İlhan Ağırbaş
Milli Atlet – Türkiye Rekortmeni
KRAL ÇIPLAK DİYEBİLEN İNSAN
Cüneyt Koryürek’i spor yaptığım zamanlardan beri adını
bilirim fakat ilk tanışmamız 2000’li yıllarda oldu.
“İstanbul’da Atletizmi Geliştirme Projesi”nde karşılaştığımız
güçlükleri ona aktarırdım, o da sihirli bir değneği varmışçasına
birkaç telefon konuşmasıyla meseleyi çözerdi. Onun desteği ile
yol aldık. İstanbul’da bir şeyleri yerinden kıpırdattık.
Zaman zaman sabah erkenden Delta Ajans’taki bürosunda
ağırlardı, hep bir şeyler sorarak bir yandan bilgi dağarcığını genişletirken,
diğer yandan sorunları dinlerdi. Sorunları can kulağı
ile dinler ve ertelemeden çözebileceklerini hemen çözmeye çalışırdı.

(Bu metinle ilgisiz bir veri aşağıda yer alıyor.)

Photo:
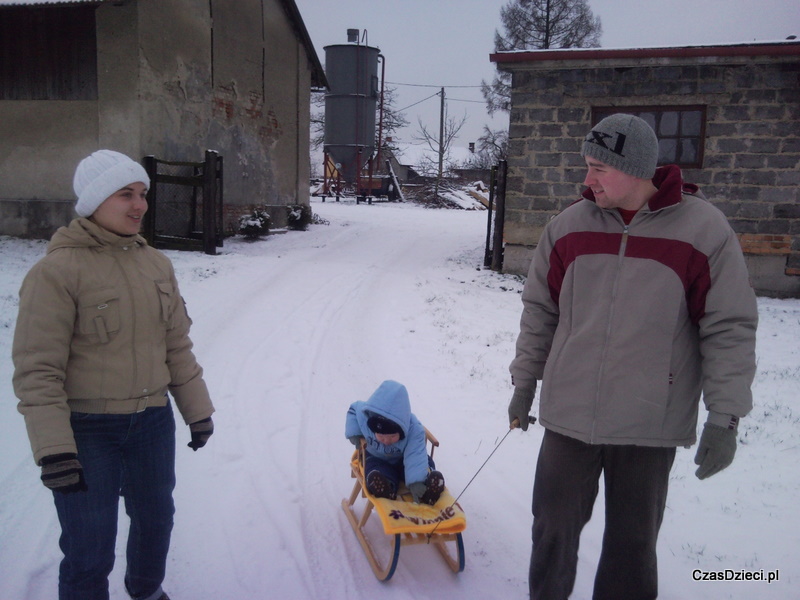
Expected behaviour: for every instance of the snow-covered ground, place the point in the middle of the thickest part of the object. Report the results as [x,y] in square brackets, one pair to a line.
[293,328]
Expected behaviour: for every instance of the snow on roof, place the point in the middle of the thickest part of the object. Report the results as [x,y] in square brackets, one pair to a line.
[789,47]
[788,41]
[38,2]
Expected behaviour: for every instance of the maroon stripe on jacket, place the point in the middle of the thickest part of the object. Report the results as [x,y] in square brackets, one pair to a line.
[689,264]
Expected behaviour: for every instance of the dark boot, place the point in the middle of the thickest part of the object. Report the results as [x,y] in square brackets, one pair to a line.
[435,486]
[379,486]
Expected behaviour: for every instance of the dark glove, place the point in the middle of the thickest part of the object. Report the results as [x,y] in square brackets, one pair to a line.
[715,451]
[201,431]
[417,489]
[520,406]
[63,473]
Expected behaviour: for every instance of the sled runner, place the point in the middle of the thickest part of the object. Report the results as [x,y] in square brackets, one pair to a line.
[405,522]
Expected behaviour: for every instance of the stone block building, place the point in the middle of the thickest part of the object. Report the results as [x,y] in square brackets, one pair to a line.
[729,115]
[168,78]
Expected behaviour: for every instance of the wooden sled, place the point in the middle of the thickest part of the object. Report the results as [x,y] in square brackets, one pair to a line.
[405,522]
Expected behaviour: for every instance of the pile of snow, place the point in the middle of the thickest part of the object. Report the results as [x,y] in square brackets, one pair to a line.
[293,328]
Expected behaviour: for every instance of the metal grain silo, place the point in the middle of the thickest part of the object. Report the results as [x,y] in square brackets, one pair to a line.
[350,105]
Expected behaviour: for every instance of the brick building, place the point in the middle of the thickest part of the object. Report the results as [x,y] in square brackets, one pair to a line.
[729,115]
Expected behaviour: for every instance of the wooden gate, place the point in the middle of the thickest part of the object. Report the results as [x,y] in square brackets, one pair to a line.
[184,204]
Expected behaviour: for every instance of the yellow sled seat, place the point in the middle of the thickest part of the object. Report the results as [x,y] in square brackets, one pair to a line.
[406,522]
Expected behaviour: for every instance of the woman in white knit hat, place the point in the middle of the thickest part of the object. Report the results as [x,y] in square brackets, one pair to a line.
[102,336]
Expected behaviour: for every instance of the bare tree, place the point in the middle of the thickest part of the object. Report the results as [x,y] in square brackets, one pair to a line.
[539,24]
[440,143]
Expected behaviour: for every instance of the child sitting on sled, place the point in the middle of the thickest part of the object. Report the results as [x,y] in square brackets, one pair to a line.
[395,445]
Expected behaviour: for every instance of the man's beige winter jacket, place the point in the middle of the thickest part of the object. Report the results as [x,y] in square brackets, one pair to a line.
[102,328]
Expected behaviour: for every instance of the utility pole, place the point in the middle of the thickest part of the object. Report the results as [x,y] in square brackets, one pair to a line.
[441,144]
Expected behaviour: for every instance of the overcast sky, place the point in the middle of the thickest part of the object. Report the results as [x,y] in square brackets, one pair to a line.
[447,43]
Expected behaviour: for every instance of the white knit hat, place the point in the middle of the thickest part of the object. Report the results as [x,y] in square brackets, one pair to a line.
[101,174]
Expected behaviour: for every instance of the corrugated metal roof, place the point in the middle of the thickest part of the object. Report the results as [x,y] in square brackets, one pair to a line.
[318,79]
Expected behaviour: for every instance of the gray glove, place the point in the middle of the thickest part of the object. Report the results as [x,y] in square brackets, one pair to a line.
[520,406]
[417,489]
[715,451]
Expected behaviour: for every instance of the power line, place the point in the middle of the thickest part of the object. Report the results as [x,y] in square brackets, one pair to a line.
[415,103]
[436,86]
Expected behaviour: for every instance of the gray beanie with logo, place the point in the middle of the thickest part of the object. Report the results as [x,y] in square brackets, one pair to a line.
[101,174]
[624,142]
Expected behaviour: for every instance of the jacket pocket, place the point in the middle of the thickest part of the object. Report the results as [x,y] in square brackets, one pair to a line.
[166,291]
[98,314]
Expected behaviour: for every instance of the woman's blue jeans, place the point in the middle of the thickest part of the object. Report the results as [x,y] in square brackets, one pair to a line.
[132,456]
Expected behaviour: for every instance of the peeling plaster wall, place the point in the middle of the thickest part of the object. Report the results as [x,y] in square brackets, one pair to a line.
[175,77]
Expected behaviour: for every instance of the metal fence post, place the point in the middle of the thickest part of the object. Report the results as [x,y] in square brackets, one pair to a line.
[499,218]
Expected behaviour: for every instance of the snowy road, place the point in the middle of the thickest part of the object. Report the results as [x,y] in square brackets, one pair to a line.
[292,329]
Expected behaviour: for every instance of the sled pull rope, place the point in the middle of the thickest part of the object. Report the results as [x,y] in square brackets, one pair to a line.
[514,425]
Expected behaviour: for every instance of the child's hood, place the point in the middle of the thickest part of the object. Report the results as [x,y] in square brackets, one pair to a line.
[390,400]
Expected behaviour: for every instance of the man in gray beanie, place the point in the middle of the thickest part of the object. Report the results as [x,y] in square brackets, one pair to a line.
[101,350]
[637,303]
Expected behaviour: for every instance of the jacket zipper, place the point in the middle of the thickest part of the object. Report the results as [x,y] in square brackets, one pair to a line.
[600,373]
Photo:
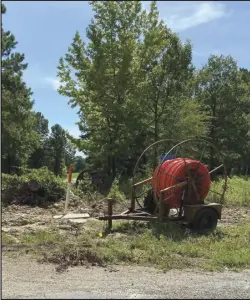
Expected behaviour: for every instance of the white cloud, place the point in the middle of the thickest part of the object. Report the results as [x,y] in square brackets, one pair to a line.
[202,13]
[55,83]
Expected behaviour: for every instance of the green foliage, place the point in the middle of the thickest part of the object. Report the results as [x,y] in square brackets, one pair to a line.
[224,93]
[79,164]
[237,193]
[19,138]
[115,191]
[16,190]
[164,246]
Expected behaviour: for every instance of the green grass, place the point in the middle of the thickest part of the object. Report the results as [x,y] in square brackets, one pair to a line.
[164,246]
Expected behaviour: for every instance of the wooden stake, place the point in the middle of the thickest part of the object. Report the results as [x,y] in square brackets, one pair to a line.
[110,212]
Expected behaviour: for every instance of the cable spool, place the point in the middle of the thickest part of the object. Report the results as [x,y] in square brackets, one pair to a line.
[178,170]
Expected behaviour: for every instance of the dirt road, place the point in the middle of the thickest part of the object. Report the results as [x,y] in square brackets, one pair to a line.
[25,278]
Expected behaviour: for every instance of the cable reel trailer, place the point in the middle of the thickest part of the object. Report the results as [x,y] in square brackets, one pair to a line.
[180,187]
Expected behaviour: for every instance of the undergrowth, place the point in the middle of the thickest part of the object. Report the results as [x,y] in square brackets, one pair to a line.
[164,246]
[15,189]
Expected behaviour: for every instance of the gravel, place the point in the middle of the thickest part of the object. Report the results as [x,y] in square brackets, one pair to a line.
[25,278]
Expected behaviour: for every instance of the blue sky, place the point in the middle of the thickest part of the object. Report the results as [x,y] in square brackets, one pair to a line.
[44,30]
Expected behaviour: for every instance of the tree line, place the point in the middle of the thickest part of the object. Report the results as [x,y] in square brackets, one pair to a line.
[26,139]
[134,83]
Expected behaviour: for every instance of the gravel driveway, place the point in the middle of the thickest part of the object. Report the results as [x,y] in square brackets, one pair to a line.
[25,278]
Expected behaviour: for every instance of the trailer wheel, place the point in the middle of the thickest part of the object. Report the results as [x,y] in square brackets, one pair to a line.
[205,220]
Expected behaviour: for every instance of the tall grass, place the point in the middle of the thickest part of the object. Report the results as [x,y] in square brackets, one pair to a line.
[237,192]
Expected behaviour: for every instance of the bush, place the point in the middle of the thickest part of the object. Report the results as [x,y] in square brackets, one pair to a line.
[15,189]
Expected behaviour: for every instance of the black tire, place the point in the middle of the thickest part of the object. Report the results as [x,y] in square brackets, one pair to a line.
[205,220]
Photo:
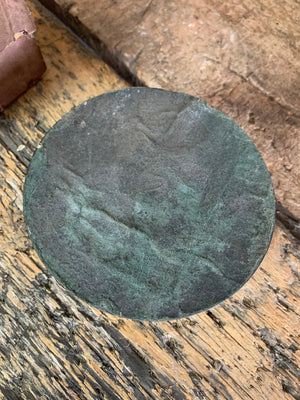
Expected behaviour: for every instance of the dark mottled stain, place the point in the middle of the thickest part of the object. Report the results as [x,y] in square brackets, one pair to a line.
[130,184]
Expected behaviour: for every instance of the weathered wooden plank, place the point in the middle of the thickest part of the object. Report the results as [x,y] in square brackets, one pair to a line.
[240,56]
[53,346]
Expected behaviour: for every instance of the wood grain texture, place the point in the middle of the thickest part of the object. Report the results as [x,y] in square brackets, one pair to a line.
[240,56]
[53,346]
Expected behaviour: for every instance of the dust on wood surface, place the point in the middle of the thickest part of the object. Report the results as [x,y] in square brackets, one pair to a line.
[242,57]
[53,346]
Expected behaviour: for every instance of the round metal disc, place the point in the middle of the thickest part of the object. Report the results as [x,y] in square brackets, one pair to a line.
[149,204]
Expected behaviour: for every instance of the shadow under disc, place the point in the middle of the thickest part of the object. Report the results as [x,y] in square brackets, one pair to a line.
[149,204]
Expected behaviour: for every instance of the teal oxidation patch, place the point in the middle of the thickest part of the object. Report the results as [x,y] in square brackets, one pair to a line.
[149,204]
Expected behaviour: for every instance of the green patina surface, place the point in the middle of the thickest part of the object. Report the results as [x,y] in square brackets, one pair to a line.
[149,204]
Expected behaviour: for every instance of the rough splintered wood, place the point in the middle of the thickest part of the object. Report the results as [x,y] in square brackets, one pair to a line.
[21,62]
[52,346]
[241,57]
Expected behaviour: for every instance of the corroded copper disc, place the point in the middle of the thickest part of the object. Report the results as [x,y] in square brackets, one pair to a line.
[149,204]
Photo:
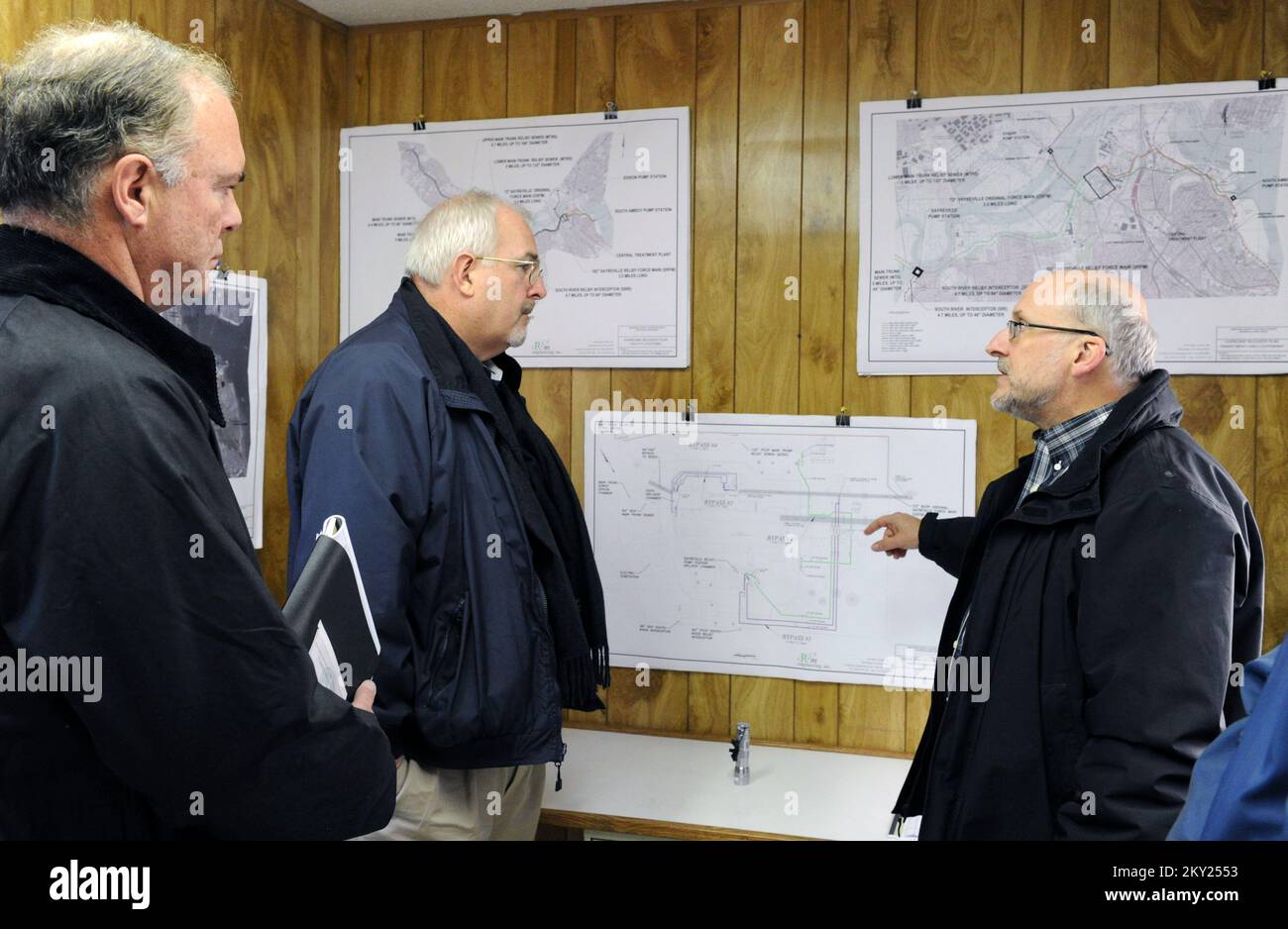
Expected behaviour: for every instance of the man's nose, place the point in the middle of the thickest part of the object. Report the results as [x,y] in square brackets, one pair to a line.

Sanki hepacelesi vardı. Zamanını iyi kullanmaya ve meselenin
esasını anlamaya çalışırdı.
Zamanla aramızda hızlı bir iletişim oluştu. Ben özünde toparlayıp
konuları aktarmaya çalışırdım. Cüneyt ağabey de acil
çözüme girişirdi.
Bir sabah kahvaltısında Hacettepe’nin Atletizm dergisinin
durdurulduğunu ve çıkmadığını, bunun atletizm için büyük
bir kayıp olduğunu söylediğimde, derhal Ankara Hacettepe
Üniversitesi Bölüm Başkanı Prof. Dr. Caner Açıkada’yı aradı,
meseleyi kendisinden öğrendi. Hemen derginin basım fiyatını
sordu ve fiyatını öğrendikten sonra derginin basılmasını, gerekirse
paranın Atletizm Eğitim ve Yardımlaşma Vakfı’ndan karşılanacağını
söyledi.
Cep telefonundan hep uzak durdu, ona cep telefonuyla ulaşamazdınız.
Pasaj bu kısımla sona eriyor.